Tara runs six miles every morning, never eats after nine p.m., is the first to arrive and last to leave the office, but is starting to wonder why she bothers. When Todd asks her to help with Hook’s IPO, she sees her opportunity to break through the glass ceiling and justify six boyfriendless years of sacrifices for her career. She quickly realizes the dating app has more in store for her than a bigger bonus.
The stars are finally aligning for Nick Winthrop. Rejected from SAE rush at Stanford by Todd Kent, Nick is now a Harvard Business School graduate and Hook’s CFO, with a chip on his shoulder even bigger than his ego. Now that Hook is going public and $80 million is about to come his way, the life Nick knows he deserves is finally at his fingertips.
But when a young woman dies, it threatens to throw the deal—and the lives of those involved—into a thrilling tailspin. The Underwriting is an insightful and prescient glimpse into the inner workings of two generation-defining worlds and might be the most accurate depiction yet of the tech generation and the power it holds to shape the future.
APPLE BOOKS REVIEW
The Underwriting takes you on a wild ride as it follows the preparations for the IPO of a fictional company called Hook, founders of a massively popular dating app.
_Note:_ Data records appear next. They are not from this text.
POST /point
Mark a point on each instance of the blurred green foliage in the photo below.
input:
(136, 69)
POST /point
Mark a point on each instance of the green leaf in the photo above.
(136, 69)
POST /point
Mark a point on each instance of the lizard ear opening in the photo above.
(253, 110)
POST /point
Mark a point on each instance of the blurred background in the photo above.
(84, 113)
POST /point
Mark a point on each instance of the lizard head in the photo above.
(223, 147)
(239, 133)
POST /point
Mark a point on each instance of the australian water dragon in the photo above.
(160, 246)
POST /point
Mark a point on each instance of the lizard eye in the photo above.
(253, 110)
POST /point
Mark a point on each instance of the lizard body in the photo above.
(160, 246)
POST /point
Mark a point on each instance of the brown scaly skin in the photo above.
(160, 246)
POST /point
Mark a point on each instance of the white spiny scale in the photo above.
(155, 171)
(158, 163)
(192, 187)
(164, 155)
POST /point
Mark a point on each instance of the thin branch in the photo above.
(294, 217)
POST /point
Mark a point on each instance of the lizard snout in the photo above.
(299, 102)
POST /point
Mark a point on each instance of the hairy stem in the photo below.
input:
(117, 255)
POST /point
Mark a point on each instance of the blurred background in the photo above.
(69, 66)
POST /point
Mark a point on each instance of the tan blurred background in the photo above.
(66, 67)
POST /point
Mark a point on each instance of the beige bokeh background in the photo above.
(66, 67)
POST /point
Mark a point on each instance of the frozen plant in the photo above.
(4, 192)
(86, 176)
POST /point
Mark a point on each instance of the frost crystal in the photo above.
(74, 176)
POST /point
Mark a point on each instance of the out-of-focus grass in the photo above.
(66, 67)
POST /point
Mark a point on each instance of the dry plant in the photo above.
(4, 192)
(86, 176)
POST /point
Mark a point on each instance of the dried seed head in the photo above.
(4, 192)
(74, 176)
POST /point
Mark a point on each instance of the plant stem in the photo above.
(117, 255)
Former banker Michelle Miller makes great use of her insider’s knowledge of the worlds of New York finance and Silicon Valley tech, presenting her story from the perspectives of a diverse crew of twenty- and thirty-somethings involved in the hyped-up deal. Miller’s novel is impossible to put down—what hooked us was the juxtaposition of jaw-dropping scenes of excess, egotism, and bad behavior with raw emotions familiar to anyone who’s faced disillusionment.
Todd Kent is a high-powered Wall Street Millenial who thrives on large deals and casual sexual encounters. When he's asked by Josh Hart, CEO of online dating app Hook, to take his company public, he leaps at the chance. Todd brings in a small team to execute the billion-dollar deal, but quickly they all realize that they have different goals and desires and that the deal itself is brimming with intrigue and secrets. As the deal moves forward, people around it start to draw connections between the drug-related death of an undergraduate and the application, and it becomes clear that someone used Hook to cover up a murder. As they race to complete the IPO before anyone finds out, Todd and his team find out who is willing to risk everything for this deal. This taut thriller does combine the best of Millenial technologies and Wall Street greed, but it tries to be too many things to too many people. While readers will quickly discover that most of the characters aren't likable, they will want to find out what happens in the story. That said, it ends on a clumsy cliffhanger, leaving readers confused as to whether there is a next installment. There could be Miller, who worked at J.P. Morgan Private Bank, does an excellent job and leaves readers interested in what happens next. Readers, especially ones of an age with the characters, will find this a quick, entertaining read.
Very interesting & entertaining...but it ends w/a cliff-hanger and is half a book(!). I will read the sequel...but for the record, I really hate when authors/publishers don't make it clear a book is part of a "series". When did it become a crime to write a novel? I know it makes you more money, but it makes your readers (who would pay what you're hoping to make by serializing a book for one good novel) extremely frustrated!